With the pandemic leading to canceled blood drives across the country, the FDA’s policy is now making a bad situation worse. There has been a 10-percent decrease in the number of blood donors since March 2020, causing the largest shortage of blood in over a decade, said Mass. Red Cross Director of Communications Kelly Isenor.
“There’s a real potential that blood might not be available when we need it,” said Isenor. “Blood can’t be stockpiled. It’s perishable.”
According to a 2014 study at UCLA’s Williams Institute, lifting the blood donation ban against gay men would increase the annual blood supply by 2 to 4 percent, adding up to 600,000 pints of blood to the supply each year.
In 1983, when the FDA enacted its initial lifetime ban on blood donation for men who had sex with other men, the HIV virus was not yet known and there was no way to test for it in blood donations.
“Today, every unit of donated blood is rigorously tested to detect any trace of HIV, syphilis, hepatitis, West Nile virus or other blood-borne diseases,” wrote the AMA’s Harmon.
But the FDA argues that, while testing is effective, risk of HIV transmission exists due to a gap between the time when a person may have been exposed and when a test can detect whether they have had the virus.
“Developing the scientific information that is needed to further change blood donor policies does take time and effort,” Pfaeffle said, defending the FDA’s gradual shift and continuing research on the rule.
Underway now is an FDA-funded pilot study conducted by the nation’s largest blood centers, the Red Cross, Vitalant, and OneBlood.

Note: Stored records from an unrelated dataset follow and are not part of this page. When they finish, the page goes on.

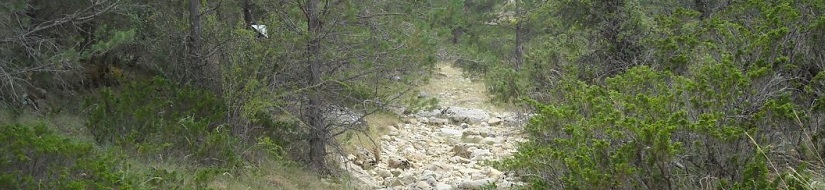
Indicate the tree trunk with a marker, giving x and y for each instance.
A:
(318, 138)
(456, 34)
(519, 48)
(195, 23)
(247, 13)
(702, 7)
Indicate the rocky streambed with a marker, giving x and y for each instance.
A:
(445, 148)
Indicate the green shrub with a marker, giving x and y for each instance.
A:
(32, 157)
(158, 116)
(647, 129)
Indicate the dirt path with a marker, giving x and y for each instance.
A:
(444, 148)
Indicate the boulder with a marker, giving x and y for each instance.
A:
(466, 115)
(494, 121)
(437, 121)
(422, 185)
(461, 150)
(396, 163)
(474, 184)
(451, 132)
(384, 173)
(442, 186)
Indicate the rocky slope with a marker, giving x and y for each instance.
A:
(444, 148)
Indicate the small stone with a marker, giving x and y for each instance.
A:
(459, 160)
(422, 185)
(474, 184)
(494, 173)
(461, 150)
(450, 132)
(384, 173)
(494, 121)
(442, 186)
(408, 179)
(489, 140)
(437, 121)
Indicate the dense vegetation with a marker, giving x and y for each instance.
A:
(661, 94)
(627, 94)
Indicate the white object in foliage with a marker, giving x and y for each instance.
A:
(261, 29)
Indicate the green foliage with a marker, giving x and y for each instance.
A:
(33, 157)
(420, 103)
(157, 116)
(639, 131)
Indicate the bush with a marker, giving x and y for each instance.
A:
(646, 129)
(157, 116)
(32, 157)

The study aims to determine whether a donor history questionnaire based on individual risk would be as effective as a time-based deferral in reducing the risk of HIV in the blood supply.
In the past year, several countries including France, Greece, and Israel have lifted similar restrictions, opting for comprehensive risk assessments.

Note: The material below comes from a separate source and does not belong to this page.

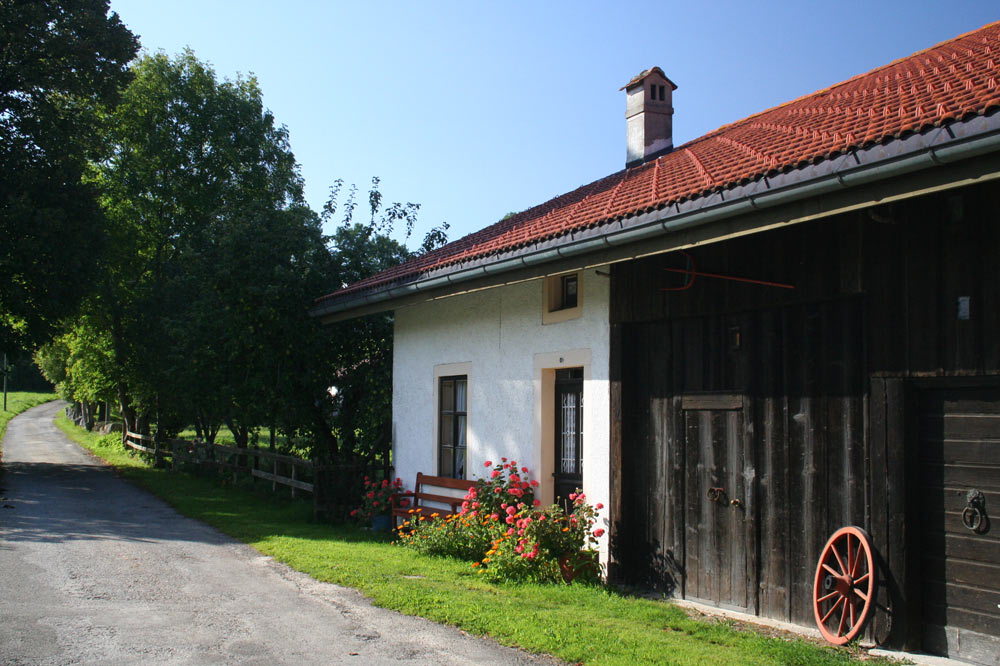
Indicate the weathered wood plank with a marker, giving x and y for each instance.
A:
(283, 480)
(712, 402)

Harris, who successfully got his kidney last April, has since become an advocate for those undergoing similar procedures. He is shocked by the FDA’s “archaic” policy.
“The rules bar a very generous, giving, and loving part of the population,” Harris said. “Are there not tests for HIV in the blood supply? Of course there are. Can’t straight people or lesbians get and transmit HIV? Of course they can. But only gay men are targeted? It’s absurd.”
Upcoming Blood Drives
The American Red Cross and Cape Cod Healthcare both organize blood drives on Cape Cod, though there’s only one brick-and-mortar center on the Cape: the Nicholas G. Xiarhos Blood Donor Center at Cape Cod Hospital.

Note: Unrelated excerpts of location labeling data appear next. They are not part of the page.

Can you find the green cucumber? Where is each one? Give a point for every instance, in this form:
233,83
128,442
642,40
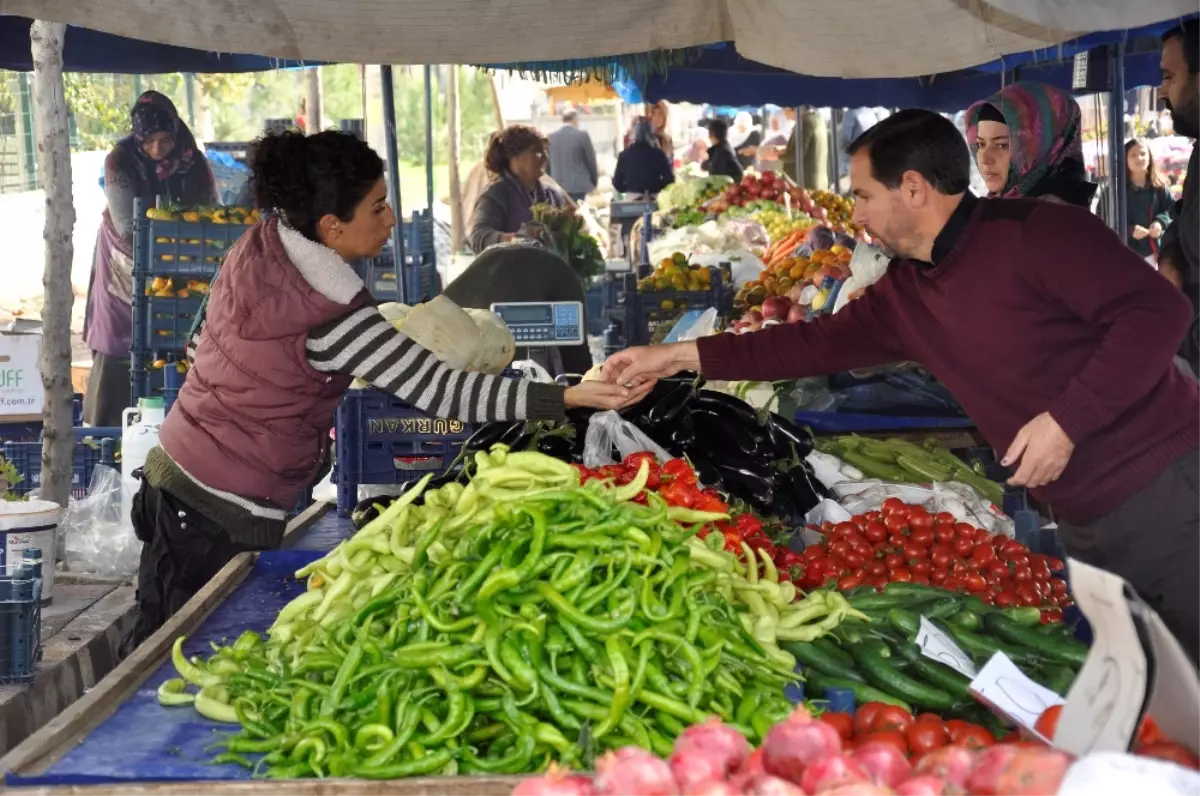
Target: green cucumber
816,683
871,659
820,660
1061,651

“All the blood we collect is used exclusively for our patients at Cape Cod Hospital in Hyannis or Falmouth Hospital,” said Cape Cod Healthcare’s Jonathan DeCoste. Red Cross donations are taken to a lab in Dedham for testing and hospitals can purchase the blood from there.
Blood donation is by appointment only. A full list of upcoming blood drives across the Cape can be found at capecodhealth.org/ways-to-give/blood-center/upcoming-blood-drives. Those closest to the Outer Cape are listed here:
Friday, Feb. 25
- Cape Cod Healthcare, Orleans Police Station, 99 Eldredge Park Way, 10 a.m. to 4 p.m.
- American Red Cross, Brewster Baptist Church, 1848 Main St., 1 to 5:30 p.m.
Tuesday, Mar. 8
- Cape Cod Healthcare, Northside United Methodist Church, 701 Airline Road, Brewster, 10 a.m. to 4 p.m.
Wednesday, Mar. 9
- Cape Cod Healthcare, Chatham Works, 323 Orleans Road, noon to 6 p.m.
Tuesday, Mar. 15
- Cape Cod Healthcare, Brewster Police Station, 631 Harwich Road, 11 a.m. to 5 p.m.